I’m working on the 4.0 release, but in the meantime, I wanted to point at a slew of updates from Sascha Wildner: ACPICA 20141107, pciconf(8), axge(4), and the kernel part of the netgraph7 Bluetooth stack.
I’m working on the 4.0 release, but in the meantime, I wanted to point at a slew of updates from Sascha Wildner: ACPICA 20141107, pciconf(8), axge(4), and the kernel part of the netgraph7 Bluetooth stack.
I hadn’t caught this yet cause I am working extra hours, but Matthias did: Matthew Dillon talks about DragonFly and the 4.0 release for a good 43 minutes on BSDTalk.
A fellow whom I’ve only seen named as Bill is working on what he calls ipfw2, though technically what’s already in DragonFly is ipfw2, since it’s the second version of ipfw. Either way, he has a project page up describing what he’s done so far, and what he plans.
Sascha Wildner has removed the old USB system from DragonFly; you’re getting USB4BSD no matter what now, after the 4.0 release. While we’re at it, xhci is now automatically loaded in the installer, so installer USB drives attached to USB3 ports will work.
Markus Pfeiffer has made usb_pf work on DragonFly, which means it’s possible to dump USB traffic and filter it, similar to tcpdump. This can be handy when debugging a USB device, and that’s like 90% of all devices anyway.
If you look at your local DragonFly mirror, you’ll see ISO and IMG versions of DragonFly 4.0.0RC3. Please run, break, and report.
(Check the iso-images directory.)
Imre Vadaz’s recent change to dev/drm, adding kqueue support, has (from anecdotal reports in IRC) made video performance much better. It’s committed to DragonFly 4.0, so it’ll be in the next release.

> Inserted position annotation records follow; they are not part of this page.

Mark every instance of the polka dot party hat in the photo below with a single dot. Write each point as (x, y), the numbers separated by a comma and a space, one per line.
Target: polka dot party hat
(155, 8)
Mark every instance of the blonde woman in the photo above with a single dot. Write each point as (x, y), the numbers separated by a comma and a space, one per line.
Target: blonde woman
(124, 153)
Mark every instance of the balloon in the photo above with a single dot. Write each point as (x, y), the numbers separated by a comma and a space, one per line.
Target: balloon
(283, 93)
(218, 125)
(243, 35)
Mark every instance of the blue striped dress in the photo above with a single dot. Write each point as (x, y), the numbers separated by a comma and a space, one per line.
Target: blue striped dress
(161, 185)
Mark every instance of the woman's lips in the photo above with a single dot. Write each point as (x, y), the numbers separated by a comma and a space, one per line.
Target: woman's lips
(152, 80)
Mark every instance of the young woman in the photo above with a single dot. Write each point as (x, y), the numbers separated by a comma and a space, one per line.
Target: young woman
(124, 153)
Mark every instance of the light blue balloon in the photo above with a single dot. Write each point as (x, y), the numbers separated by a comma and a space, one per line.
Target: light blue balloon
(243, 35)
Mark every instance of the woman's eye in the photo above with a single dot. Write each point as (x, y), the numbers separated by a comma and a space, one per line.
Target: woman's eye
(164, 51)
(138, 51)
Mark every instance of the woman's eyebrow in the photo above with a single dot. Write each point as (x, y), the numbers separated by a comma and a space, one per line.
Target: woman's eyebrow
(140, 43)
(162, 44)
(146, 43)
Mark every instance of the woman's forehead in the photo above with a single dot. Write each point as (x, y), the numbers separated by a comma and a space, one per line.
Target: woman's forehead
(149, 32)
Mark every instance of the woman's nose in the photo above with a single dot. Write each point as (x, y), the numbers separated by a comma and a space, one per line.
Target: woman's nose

Matthew Dillon had some followup commits that went in just after I tagged RC2 of DragonFly 4.0 last night, so I’ve tagged RC3. Tagging’s cheap, anyway.
I just tagged a second release candidate of DragonFly 4. Matthew Dillon’s recent reapctl() addtions – now called procctl() – just went in.
I said “USB ethernet drivers should work now” yesterday, but didn’t specify what works with the new USB structure in DragonFly. Sascha has fixed that by explicitly porting aue(4), cue(4), ipheth(4) and kue(4) from FreeBSD. As his commit notes, there’s still a few more devices to go.
If you’ve got a USB Ethernet device on DragonFly, it should work. Also, some cell phones tether correctly now, when they may have had trouble before.
The release candidate for DragonFly 4.0 came out last week, and normally the release would happen after a week. There’s still a few people reporting an odd freeze, so until we can find a cause, we’ll continue to wait.
Chrome runs on DragonFly now, apparently possible now because of this ported fix from Joris Giovannangeli.
If you can read French, or can translate, here’s an article covering the use of DragonFly as a desktop system.
Despite my complete lack of good planning, John Marino and Francois Tigeot have packages available for the DragonFly 4.0 release candidate that I assembled. Point at this directory to use them.
As Francois Tigeot has pointed out, recent Mesa upgrades have made very old graphics drivers using DRM1 no longer work. They’ve been removed. This won’t affect you unless your graphics card is 10+ years old.
If you are running DragonFly, and also using nginx, the so_reuseport option will give you a significant speed boost. I’ve mentioned it before, but not this directly.
Your local mirror should have a copy of the release candidate for DragonFly 4.0.0 by now. Please try it out and report problems. Note that this is a x86_64 only version; there’s no i386 version though you may be able to manually build on i386.
It’s been possible to install and run clang on DragonFly for a long time, of course, and at least build world with it. However, John Marino is putting in significant work to make clang one of the system compilers, replacing the older gcc44 that’s in DragonFly now. (The newer gcc47 stays.) This won’t be part of the next release, but it should be available soon after.